それから女子達が走るのを眺めながら涼也たちと話していると、明里さんが走る番になった。
どうやら伊勢さんと椎名さんと一緒に走るみたいだ。
笛の音と共に走り出した明里さん達。
椎名さんがトップを走っていて今までの女子の中ではなかなか速い。そして意外にも伊勢さんも速くて椎名さんの少し後ろを走っていた。
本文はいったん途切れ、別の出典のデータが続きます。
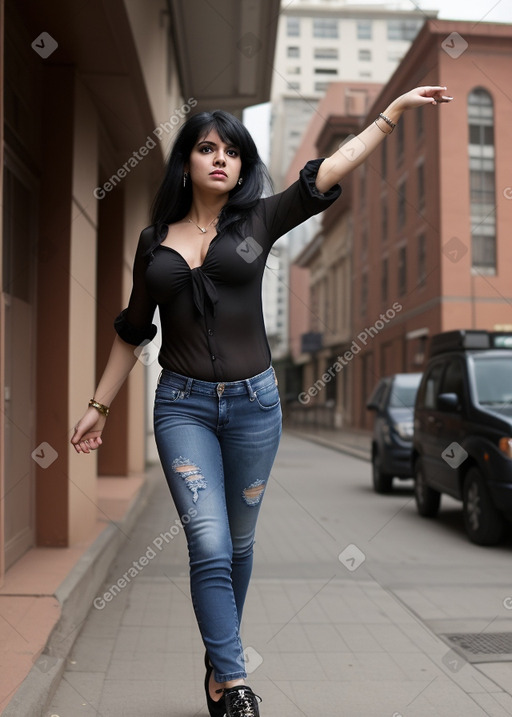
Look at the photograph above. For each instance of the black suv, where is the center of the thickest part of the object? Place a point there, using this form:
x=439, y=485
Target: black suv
x=393, y=402
x=462, y=441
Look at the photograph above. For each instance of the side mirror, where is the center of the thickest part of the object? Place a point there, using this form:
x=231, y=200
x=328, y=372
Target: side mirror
x=448, y=402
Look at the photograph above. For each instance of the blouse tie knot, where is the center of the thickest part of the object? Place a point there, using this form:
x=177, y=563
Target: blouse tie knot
x=203, y=289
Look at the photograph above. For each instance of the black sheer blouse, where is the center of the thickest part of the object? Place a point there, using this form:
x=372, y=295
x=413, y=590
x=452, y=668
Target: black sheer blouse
x=211, y=316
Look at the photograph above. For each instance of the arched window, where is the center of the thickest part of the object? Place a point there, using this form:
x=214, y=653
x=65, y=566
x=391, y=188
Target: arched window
x=481, y=171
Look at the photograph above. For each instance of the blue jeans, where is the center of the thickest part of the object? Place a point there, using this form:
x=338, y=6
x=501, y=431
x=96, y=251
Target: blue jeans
x=217, y=443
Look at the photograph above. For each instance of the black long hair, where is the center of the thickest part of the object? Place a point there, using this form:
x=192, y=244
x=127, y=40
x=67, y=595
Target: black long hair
x=173, y=200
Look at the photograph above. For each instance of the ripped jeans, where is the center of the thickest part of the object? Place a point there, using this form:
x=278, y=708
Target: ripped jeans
x=217, y=443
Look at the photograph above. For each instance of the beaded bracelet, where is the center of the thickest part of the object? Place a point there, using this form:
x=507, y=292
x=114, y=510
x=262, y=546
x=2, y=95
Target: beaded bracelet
x=104, y=410
x=388, y=121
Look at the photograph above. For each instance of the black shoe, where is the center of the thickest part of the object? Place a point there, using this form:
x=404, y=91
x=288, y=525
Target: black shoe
x=241, y=701
x=216, y=709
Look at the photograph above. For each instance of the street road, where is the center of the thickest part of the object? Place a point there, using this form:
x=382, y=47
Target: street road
x=429, y=564
x=350, y=593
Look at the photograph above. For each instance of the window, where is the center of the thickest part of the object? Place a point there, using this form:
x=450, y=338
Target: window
x=384, y=219
x=364, y=294
x=364, y=29
x=399, y=141
x=384, y=280
x=482, y=181
x=422, y=260
x=293, y=26
x=453, y=379
x=420, y=174
x=325, y=27
x=362, y=186
x=420, y=128
x=403, y=29
x=427, y=398
x=400, y=214
x=364, y=242
x=326, y=53
x=402, y=270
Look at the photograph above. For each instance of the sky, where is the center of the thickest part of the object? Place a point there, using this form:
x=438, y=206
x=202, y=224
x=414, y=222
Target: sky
x=257, y=118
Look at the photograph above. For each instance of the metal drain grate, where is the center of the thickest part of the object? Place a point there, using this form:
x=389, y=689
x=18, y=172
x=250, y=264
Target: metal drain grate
x=482, y=643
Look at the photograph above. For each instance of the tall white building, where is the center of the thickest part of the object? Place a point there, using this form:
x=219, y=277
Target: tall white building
x=322, y=41
x=318, y=42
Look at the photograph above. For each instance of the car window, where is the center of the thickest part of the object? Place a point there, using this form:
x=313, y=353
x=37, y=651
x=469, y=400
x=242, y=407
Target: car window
x=493, y=376
x=430, y=388
x=378, y=393
x=453, y=379
x=403, y=393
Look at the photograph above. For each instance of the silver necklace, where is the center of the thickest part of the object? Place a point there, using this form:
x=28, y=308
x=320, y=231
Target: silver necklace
x=203, y=230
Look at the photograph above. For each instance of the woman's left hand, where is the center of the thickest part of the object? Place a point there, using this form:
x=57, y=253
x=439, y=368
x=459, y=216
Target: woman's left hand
x=422, y=96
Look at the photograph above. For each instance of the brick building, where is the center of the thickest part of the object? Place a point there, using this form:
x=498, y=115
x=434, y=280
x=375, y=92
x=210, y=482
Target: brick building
x=431, y=213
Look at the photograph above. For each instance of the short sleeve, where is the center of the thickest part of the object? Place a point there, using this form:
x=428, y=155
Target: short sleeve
x=134, y=324
x=300, y=201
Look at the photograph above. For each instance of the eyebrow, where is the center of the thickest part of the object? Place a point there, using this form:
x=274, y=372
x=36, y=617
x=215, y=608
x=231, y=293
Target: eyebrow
x=214, y=144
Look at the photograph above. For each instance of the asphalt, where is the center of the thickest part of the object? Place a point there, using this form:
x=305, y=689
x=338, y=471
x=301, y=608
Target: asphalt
x=322, y=636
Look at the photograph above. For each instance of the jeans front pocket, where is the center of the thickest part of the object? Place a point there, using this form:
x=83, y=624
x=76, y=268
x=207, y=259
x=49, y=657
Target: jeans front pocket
x=267, y=397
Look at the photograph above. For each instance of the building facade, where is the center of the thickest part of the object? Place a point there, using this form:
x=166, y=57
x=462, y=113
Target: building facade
x=431, y=210
x=330, y=41
x=92, y=98
x=319, y=43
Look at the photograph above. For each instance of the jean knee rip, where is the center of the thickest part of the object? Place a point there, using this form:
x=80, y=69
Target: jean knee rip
x=191, y=474
x=253, y=494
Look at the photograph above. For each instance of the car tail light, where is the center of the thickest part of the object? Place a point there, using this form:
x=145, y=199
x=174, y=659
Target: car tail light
x=505, y=445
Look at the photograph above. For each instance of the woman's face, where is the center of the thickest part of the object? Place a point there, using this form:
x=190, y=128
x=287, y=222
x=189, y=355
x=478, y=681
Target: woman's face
x=214, y=165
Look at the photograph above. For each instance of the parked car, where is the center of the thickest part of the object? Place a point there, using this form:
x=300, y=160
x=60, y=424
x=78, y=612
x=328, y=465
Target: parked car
x=393, y=402
x=462, y=442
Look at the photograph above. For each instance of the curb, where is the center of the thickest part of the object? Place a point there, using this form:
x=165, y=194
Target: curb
x=75, y=595
x=361, y=453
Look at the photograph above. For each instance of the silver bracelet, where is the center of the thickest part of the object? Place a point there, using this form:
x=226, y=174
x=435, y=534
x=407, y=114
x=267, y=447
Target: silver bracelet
x=388, y=121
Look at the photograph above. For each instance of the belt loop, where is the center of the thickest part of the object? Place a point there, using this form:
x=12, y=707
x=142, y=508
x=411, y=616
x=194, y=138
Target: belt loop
x=188, y=387
x=252, y=394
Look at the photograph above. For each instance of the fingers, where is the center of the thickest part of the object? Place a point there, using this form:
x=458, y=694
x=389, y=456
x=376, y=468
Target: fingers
x=87, y=445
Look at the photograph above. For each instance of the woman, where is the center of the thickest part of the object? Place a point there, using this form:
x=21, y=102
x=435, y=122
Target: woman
x=217, y=414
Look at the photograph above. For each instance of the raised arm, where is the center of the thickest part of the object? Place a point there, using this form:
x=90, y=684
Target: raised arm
x=122, y=359
x=354, y=152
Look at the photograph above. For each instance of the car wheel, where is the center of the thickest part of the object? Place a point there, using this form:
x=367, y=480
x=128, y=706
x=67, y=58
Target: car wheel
x=428, y=500
x=382, y=482
x=484, y=524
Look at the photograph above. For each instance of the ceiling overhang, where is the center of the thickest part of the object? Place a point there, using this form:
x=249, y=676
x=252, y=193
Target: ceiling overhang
x=225, y=50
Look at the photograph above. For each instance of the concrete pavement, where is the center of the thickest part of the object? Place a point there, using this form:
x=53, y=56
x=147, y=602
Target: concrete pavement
x=324, y=633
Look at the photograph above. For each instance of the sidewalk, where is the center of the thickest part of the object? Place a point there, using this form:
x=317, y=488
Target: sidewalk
x=46, y=597
x=322, y=637
x=356, y=443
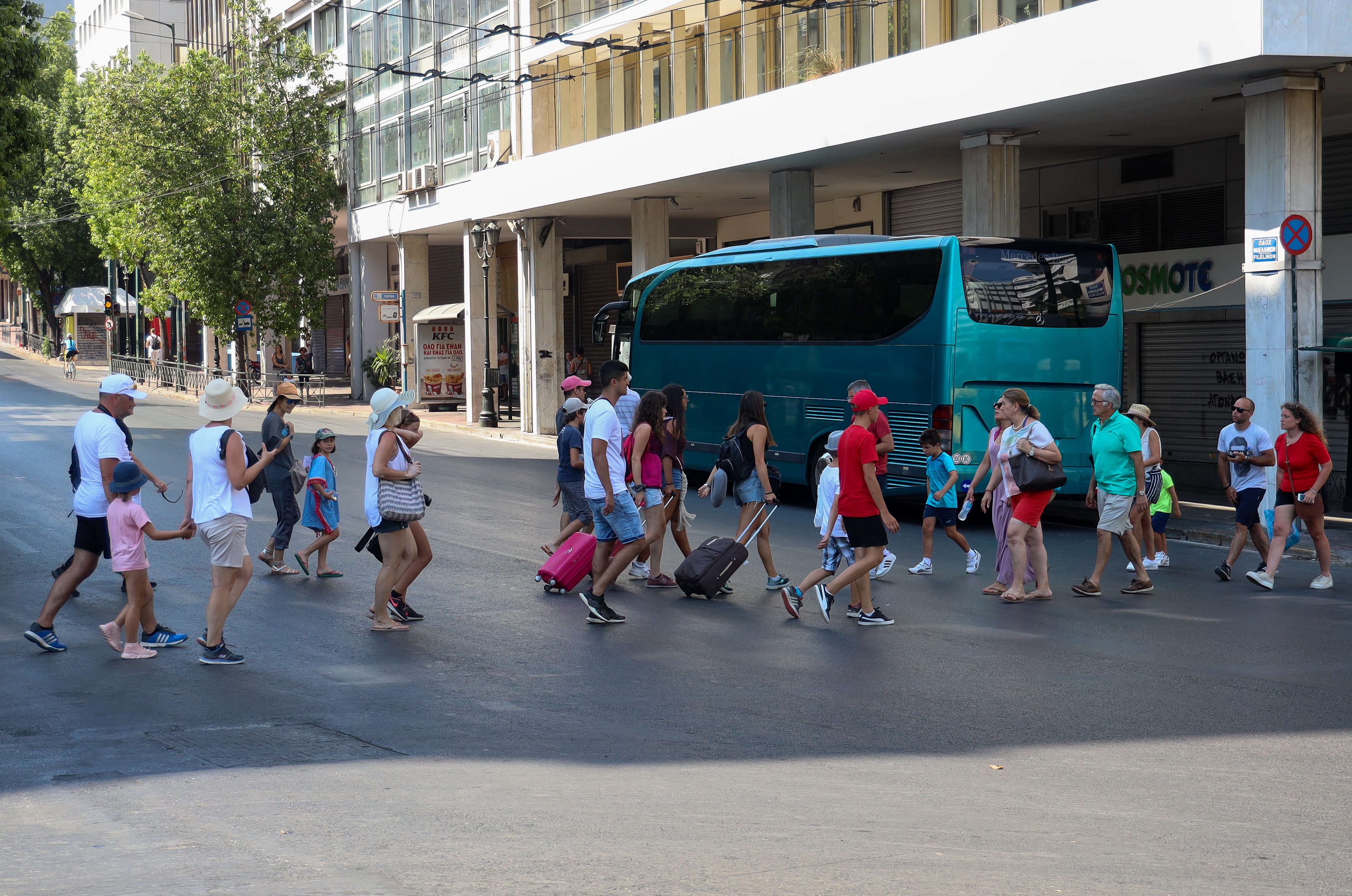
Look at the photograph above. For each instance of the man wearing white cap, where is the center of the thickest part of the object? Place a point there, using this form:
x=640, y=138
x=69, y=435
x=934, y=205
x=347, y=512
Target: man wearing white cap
x=102, y=442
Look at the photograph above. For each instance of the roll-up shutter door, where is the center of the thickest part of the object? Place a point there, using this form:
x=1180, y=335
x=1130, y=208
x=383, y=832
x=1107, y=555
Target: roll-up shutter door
x=933, y=209
x=1338, y=184
x=1192, y=372
x=336, y=336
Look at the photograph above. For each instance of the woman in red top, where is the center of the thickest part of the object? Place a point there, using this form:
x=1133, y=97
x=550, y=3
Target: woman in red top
x=1304, y=467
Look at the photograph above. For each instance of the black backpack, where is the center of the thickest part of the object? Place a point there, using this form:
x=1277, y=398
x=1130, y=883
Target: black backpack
x=733, y=461
x=259, y=483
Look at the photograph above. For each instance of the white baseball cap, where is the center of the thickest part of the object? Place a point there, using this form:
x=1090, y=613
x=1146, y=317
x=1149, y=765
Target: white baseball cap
x=121, y=384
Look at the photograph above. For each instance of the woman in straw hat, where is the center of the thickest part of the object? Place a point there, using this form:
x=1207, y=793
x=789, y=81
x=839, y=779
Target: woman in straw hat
x=217, y=502
x=1152, y=456
x=389, y=459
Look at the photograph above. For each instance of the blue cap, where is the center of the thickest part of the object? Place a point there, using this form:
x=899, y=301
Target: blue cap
x=126, y=478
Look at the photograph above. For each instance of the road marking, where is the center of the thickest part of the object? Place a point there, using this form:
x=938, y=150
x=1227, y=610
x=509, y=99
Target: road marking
x=1163, y=615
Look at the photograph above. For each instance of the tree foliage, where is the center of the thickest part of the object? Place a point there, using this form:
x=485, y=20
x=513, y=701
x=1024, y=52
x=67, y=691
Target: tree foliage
x=218, y=175
x=45, y=242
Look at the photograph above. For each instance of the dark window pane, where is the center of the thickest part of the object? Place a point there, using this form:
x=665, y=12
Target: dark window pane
x=832, y=299
x=1029, y=283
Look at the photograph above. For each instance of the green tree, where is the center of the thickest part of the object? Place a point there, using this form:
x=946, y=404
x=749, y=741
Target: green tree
x=45, y=244
x=218, y=175
x=21, y=60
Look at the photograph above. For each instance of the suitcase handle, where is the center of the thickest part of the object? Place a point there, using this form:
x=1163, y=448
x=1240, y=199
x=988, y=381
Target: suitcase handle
x=774, y=507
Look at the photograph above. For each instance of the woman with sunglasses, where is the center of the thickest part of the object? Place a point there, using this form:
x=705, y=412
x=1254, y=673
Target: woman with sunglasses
x=276, y=437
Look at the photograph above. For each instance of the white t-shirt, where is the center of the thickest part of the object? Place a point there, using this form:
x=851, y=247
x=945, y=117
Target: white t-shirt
x=97, y=437
x=826, y=491
x=1252, y=441
x=1035, y=433
x=602, y=424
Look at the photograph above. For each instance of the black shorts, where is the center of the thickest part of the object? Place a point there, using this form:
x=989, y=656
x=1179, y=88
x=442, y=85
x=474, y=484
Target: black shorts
x=92, y=535
x=866, y=532
x=945, y=515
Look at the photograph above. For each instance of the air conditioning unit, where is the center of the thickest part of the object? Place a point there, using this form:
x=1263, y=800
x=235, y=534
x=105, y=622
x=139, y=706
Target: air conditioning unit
x=418, y=179
x=499, y=148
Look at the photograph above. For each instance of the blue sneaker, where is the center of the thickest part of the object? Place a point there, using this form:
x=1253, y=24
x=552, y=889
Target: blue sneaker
x=45, y=639
x=163, y=637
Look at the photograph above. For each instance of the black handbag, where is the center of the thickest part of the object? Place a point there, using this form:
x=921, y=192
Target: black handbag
x=1032, y=475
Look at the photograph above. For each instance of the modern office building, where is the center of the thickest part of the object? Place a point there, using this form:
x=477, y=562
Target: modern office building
x=607, y=138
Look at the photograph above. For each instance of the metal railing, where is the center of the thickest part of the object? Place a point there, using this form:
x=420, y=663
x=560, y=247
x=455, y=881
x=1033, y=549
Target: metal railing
x=191, y=378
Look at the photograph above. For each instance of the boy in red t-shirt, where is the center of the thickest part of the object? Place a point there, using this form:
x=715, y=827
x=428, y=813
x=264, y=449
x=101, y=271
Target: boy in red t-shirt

明里さんは伊勢さんに遅れて残りの女子と並んで走っている。
そのままの順位でゴールして、椎名さん達が俺たちのところへとやって来た。
「疲れたー、ふふん、私結構速かったっしょ!」
「おつかれ!リレーメンバー入れるんじゃね?」
「ウチもまぁまぁ頑張ったんだけどなー」
「そうだな、思ってたより速くてビックリしたわ」
と涼也達が話している横を通り過ぎて
「はぁ、はぁ、走るの苦手だよー!」
と息を切らした明里さんが俺の元へとやってきた。
「おつかれさま、大丈夫?」
「はぁ、はぁ、…うん…ふぅー」
と荒い呼吸で少し汗ばみ、頬を赤く染めている明里さんが妙に艶かしく見えてしまい俺は少しドキドキしてしまう。
「私なりに頑張ったんだけど、やっぱダメだったなー」
チラチラとなにやら目配せしてくる明里さん。
その目配せの意味が分からずにキョトンとしていると
「…あー彼氏に励まして欲しいなー…」
と言う明里さん。
こ、こういう時どうしたらいいんだろう…
「ん!」
と明里さんは俺の手を取り自分の頭に乗せた。
これは撫でろってことかな?
そう思い、誰かに見られてないから辺りを確認して、ゆっくりと撫でてみた。
「…ふふ」
自分から撫でさせたのに少し照れている明里さん。
髪サラサラだな…
「お二人さーん!イチャつくのもいいけど集合だってよー」
涼也の声に慌てて手を離し「わ、わかった!いま行くよ!」と返事をする俺に
「…続きはまた今度ね!」
と俺にだけ聞こえる声でそう話す明里さん。
続きって、また撫でろってことかな…2人の時なら全然いいんだけど。
そんな事を思いながら涼也たちと先生の近くへと向かった。